Each day of the convention, I also performed a solo show on the Earthquaker Stage. What was even more fun, was that l was able to perform some of my solo works to an audience who, like me, loves the artistry of Earthquaker Devices and/or Altus/Azumi Flutes. I am so very grateful to have had this opportunity and feel I have accomplished yet another dream.


Kaylene Peoples


Kaylene Peoples with her new Red Patent Leather Fluterscooter bag

I had the pleasure of meeting Kaylene Peoples, a fellow flutist/fashionista, and we interviewed eachother.  Kaylene runs her own fashion magazine, Agenda, and you can read her interview of me here.  It's always great to meet new, like-minded flutists!

Why did you decide to come to NAMM?

I'm here because I'm a musician and also a composer, and I work with a lot of different devices and wanted to see what the newest thing is.  But what really brought me here this year is that it's the first year that they're doing a Women's Conference for women musicians at NAMM.  I'm also one of the sponsors for Ilio, a sample library and virtual instrument company, since I score films.


Explain about your fashion magazine and blog.

I'm the founder and editor in chief of Agenda Magazine, which was founded in 2004.  I've gone to Fashion Weeks in New York City and Los Angeles for 24 seasons, and have interviewed over 300 designers.  I'm also a former runway model.  We just went print in 2014 and have over 3 million readers.  It's something I do as a passion, and I love it!


And as a musician?

I'm from Los Angeles and went to UCLA, and I have degrees in ethnomusicology and film scoring.  I'm an orchestrator, and I've written 3 symphonies and a ballet.  I've also done a lot of string arranging.  I started playing flute when I was 9, and I started improvising blues from a young age.  One day I heard Blue Rondo a la Turk from Dave Brubeck and memorized it at age 11.  My mentors were Hubert Laws and Dave Valentin.

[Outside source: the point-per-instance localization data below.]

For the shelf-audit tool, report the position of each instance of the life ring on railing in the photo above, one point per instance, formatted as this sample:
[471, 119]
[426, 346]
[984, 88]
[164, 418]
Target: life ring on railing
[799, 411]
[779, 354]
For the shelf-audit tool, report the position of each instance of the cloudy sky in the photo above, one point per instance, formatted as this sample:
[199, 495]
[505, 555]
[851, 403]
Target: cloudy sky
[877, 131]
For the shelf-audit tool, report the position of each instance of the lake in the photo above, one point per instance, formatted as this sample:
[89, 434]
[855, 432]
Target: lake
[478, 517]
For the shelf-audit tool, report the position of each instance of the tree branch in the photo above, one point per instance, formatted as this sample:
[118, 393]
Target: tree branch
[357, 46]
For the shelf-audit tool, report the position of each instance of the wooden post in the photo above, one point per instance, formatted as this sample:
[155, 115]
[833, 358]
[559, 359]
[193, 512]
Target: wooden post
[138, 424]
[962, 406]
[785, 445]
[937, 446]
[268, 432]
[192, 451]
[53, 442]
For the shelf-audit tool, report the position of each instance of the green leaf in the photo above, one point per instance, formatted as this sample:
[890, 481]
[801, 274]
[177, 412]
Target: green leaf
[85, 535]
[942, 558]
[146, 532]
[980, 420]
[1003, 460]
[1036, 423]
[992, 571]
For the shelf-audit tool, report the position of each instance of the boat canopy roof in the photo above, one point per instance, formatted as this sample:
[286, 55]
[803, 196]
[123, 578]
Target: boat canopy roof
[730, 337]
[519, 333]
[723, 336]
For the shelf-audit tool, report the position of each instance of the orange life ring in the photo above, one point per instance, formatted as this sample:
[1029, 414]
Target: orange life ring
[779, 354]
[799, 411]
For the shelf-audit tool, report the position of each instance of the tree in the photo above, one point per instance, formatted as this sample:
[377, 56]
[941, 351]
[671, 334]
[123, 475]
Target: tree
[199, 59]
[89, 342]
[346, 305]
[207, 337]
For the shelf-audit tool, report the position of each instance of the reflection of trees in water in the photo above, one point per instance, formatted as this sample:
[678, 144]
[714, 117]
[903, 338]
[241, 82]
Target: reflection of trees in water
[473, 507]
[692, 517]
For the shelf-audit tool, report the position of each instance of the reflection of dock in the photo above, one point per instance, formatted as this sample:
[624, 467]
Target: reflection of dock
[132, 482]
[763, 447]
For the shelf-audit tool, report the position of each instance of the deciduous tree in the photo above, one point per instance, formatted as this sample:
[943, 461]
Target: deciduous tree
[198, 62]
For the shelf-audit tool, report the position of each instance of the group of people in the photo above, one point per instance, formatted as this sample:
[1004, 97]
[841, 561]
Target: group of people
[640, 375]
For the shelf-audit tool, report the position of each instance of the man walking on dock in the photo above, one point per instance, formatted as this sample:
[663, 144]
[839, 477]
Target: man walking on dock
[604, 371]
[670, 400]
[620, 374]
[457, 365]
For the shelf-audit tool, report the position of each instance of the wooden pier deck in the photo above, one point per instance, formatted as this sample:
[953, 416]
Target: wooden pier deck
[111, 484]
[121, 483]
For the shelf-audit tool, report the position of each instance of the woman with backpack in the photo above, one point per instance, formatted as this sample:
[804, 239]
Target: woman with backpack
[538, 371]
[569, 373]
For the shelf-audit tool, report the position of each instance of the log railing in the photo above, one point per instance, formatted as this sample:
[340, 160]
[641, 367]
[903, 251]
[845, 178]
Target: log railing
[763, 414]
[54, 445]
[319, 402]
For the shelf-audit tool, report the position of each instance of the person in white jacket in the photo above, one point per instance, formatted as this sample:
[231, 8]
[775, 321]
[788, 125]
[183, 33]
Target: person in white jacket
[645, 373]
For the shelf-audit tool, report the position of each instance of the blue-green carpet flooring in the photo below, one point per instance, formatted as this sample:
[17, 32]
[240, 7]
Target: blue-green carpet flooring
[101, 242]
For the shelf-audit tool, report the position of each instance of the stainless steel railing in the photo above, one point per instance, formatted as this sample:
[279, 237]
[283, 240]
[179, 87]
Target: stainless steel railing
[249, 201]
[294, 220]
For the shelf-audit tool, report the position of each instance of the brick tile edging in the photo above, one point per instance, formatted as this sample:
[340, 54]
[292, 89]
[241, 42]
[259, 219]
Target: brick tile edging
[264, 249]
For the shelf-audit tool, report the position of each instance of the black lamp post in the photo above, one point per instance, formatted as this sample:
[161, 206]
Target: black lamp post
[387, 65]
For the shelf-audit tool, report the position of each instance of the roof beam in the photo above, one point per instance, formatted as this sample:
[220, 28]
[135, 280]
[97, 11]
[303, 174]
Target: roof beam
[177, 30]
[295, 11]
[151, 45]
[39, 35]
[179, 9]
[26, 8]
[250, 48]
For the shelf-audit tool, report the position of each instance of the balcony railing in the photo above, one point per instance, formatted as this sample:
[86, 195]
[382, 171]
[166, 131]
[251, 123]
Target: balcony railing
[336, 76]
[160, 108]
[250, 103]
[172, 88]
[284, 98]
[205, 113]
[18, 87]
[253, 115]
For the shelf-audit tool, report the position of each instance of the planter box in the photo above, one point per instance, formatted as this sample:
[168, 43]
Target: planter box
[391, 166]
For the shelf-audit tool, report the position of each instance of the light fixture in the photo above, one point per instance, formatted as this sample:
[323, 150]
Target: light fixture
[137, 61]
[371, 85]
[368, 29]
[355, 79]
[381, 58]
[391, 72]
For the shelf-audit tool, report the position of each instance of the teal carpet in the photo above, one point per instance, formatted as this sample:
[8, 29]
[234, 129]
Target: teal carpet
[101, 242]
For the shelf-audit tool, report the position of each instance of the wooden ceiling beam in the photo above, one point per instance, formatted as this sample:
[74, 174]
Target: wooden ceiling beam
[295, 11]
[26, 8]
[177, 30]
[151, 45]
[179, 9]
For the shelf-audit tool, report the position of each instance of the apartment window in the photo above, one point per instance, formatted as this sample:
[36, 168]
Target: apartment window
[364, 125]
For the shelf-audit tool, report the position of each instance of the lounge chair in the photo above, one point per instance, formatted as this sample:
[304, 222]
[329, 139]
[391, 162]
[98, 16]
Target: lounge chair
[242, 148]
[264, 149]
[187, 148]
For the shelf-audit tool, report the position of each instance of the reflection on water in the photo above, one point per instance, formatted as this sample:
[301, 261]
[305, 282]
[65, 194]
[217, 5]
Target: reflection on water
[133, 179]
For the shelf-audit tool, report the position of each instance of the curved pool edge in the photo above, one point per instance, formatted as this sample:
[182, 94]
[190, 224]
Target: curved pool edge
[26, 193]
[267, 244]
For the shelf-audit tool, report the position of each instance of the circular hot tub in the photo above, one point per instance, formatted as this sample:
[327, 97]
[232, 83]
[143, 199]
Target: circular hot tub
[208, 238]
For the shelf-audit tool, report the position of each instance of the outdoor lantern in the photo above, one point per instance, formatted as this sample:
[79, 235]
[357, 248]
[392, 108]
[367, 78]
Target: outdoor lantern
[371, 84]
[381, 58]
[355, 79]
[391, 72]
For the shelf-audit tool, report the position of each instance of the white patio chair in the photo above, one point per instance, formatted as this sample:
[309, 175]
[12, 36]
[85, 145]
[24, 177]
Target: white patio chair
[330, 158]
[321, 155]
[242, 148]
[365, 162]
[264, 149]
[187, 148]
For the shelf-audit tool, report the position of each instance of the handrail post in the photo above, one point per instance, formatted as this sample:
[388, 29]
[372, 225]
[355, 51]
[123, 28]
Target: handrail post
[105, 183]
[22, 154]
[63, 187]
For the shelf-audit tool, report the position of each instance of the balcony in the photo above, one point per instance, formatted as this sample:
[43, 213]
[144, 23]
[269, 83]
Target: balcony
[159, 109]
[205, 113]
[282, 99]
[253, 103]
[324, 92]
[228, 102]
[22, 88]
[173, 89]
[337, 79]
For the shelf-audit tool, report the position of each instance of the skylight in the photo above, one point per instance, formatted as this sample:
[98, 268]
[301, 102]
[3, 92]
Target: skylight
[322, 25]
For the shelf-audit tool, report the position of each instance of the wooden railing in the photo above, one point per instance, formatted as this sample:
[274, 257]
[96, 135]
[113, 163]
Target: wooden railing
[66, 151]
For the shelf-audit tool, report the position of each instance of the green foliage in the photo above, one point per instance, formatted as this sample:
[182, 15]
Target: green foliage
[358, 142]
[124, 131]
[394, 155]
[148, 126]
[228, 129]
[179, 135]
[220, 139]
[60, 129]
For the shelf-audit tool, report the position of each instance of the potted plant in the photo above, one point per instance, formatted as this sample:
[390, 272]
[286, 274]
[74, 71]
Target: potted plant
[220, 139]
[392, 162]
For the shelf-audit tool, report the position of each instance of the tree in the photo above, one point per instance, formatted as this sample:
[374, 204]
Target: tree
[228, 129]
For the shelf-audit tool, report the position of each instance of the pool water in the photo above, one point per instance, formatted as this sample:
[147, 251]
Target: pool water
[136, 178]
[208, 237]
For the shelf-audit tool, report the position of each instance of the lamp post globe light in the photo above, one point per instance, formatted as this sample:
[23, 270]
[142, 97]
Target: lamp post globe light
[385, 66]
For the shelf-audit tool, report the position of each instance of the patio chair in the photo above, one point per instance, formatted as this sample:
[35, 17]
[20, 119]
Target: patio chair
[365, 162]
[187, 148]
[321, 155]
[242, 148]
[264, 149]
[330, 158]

Flute-wise, what are you up to now?  I see you've played with Hubert Laws?

I just did an album in 2015, which made the ballot for the GRAMMYs last year, and Hubert Laws is featured on the album, playing Giant Steps with Bobby Lyle.  I'm also singing on the album, which is called Kaylene Peoples "My Man."  I'm a singer/flutist, which is a rare combination.  I do straight ahead jazz, fusion, and some classic jazz.  I also have a 5 octave range.  I just got back from a jazz festival in Madagascar, actually.  Hubert is great, and I'd like to collaborate with more flute players.


What advice do you have to young musicians who are just getting out there now?

If you're a flutist and you're young, first of all, learn your craft!  Create a tone.  It's more important than learning a bunch of notes.  If you're trying to learn jazz, learn the most basic modal jazz in C.  And, most importantly, do what excites you!  There's a market for it, no matter what.